If I could only be sure all the lessons I have been teaching you are sinking in. If they are all being understood. How can I tell you about disappointments? You’ll have them, you know. And they will be painful, they’ll hurt, they’ll shatter your ego, leave your confidence naked, and sometimes even cripple your dreams.
But people don’t die from disappointments.
They usually rise up even stronger. Sometimes the thunder is a reminder of the calm.
But…I want you to fall flat on your face some days. I want you to hear the words “No.” “You Can’t do it.” “You’re out!” “You blew it.” “You’re just not what we are looking for.” “I don’t want to go out with you.”
All of these words will hurt, but people don’t die from them.
I want you to strike out swinging, get picked last, have your heart broken, try really hard but still fail, and wait in the rain for someone that never shows.
All of these actions will hurt, but people don’t die from them.
Adults tell children all the time, “These are the best times of your life.”
But, are they?
I don’t think they are.
Sometimes when adults say this to children, I look in their eyes. They look like they just ate the entire package of Peeps and decided to get on the merry-go-round at the park. (Sad to say, I’m speaking from experience.)
Everyone keeps telling them they are having a great time but they really would like to get off.
No one has immunity from disappointments.

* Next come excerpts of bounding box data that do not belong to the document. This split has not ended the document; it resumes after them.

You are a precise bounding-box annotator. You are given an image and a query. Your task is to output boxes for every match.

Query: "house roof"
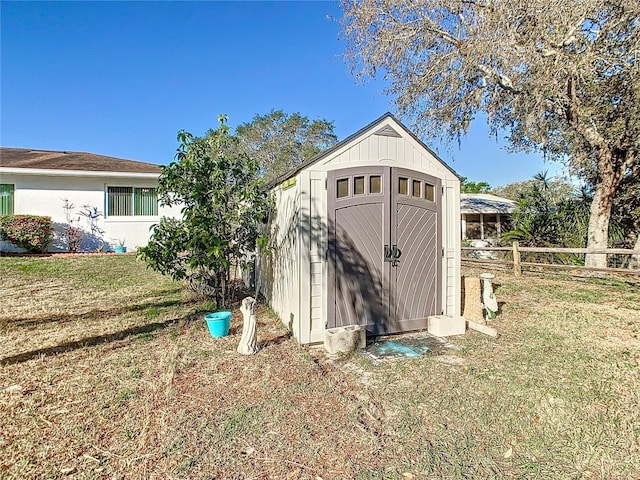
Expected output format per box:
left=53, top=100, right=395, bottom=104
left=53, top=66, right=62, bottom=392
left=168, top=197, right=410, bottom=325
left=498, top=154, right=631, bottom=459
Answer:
left=0, top=147, right=160, bottom=174
left=460, top=193, right=516, bottom=213
left=266, top=112, right=462, bottom=190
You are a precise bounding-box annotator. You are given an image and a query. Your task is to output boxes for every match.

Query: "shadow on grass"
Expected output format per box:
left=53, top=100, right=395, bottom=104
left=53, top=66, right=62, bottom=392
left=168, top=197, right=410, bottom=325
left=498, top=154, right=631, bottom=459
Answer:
left=0, top=300, right=195, bottom=328
left=0, top=313, right=205, bottom=366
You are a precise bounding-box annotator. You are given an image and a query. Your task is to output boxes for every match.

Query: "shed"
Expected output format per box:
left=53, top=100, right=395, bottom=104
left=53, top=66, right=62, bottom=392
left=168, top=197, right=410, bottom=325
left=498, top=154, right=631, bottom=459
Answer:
left=258, top=113, right=460, bottom=344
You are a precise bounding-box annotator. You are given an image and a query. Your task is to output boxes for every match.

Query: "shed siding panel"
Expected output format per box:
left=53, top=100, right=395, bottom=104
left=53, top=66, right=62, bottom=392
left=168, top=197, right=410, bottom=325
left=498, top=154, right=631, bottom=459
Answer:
left=260, top=182, right=300, bottom=338
left=442, top=181, right=460, bottom=315
left=309, top=172, right=326, bottom=343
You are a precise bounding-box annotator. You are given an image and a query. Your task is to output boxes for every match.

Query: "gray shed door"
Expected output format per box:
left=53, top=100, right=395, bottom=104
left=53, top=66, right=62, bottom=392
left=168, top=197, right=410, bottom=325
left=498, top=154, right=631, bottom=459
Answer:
left=327, top=167, right=442, bottom=334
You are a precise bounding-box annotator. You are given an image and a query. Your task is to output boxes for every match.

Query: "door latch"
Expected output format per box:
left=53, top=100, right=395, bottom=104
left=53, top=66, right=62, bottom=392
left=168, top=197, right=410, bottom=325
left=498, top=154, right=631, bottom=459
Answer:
left=384, top=245, right=402, bottom=267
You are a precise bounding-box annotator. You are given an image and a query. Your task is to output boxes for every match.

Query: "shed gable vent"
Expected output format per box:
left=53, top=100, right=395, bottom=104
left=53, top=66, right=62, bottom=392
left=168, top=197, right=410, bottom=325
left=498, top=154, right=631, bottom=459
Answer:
left=374, top=125, right=402, bottom=138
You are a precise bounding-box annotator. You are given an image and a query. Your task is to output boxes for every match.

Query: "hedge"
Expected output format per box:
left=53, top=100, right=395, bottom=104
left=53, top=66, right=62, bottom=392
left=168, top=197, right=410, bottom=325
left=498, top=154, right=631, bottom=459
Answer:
left=0, top=215, right=53, bottom=253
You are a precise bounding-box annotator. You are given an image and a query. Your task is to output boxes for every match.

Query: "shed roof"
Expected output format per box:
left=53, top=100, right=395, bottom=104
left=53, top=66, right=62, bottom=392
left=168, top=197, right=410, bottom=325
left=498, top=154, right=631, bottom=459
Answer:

The day you were born, you began to worry: worry about the dark, noises, going down the drain when taking a bath, strangers, people dropping you, or not picking you up, or that man that said he stole your nose…would actually really steal it.
Later, you started to worry about other things like spending the night with our best friend and missing your mom, people you love leaving and not coming back, telling the truth even though it would hurt, and knowing the answers to the questions when the teacher calls on you.
And then, some heavy stuff starts to hit. Worrying about not being enough, not having friends, not being accepted, what you want to be when you grow up, college, money, and marriage.
Worrying is normal.
We all do it.
But nothing like a parent’s worry. You see, we are responsible for your life. Heck, we brought you into this world and we can really mess you up. (It’s why we all fret over your name for 9 months.)
There is so much to teach you and time goes so fast…
If I could only be sure you are listening and understanding just how much I love you.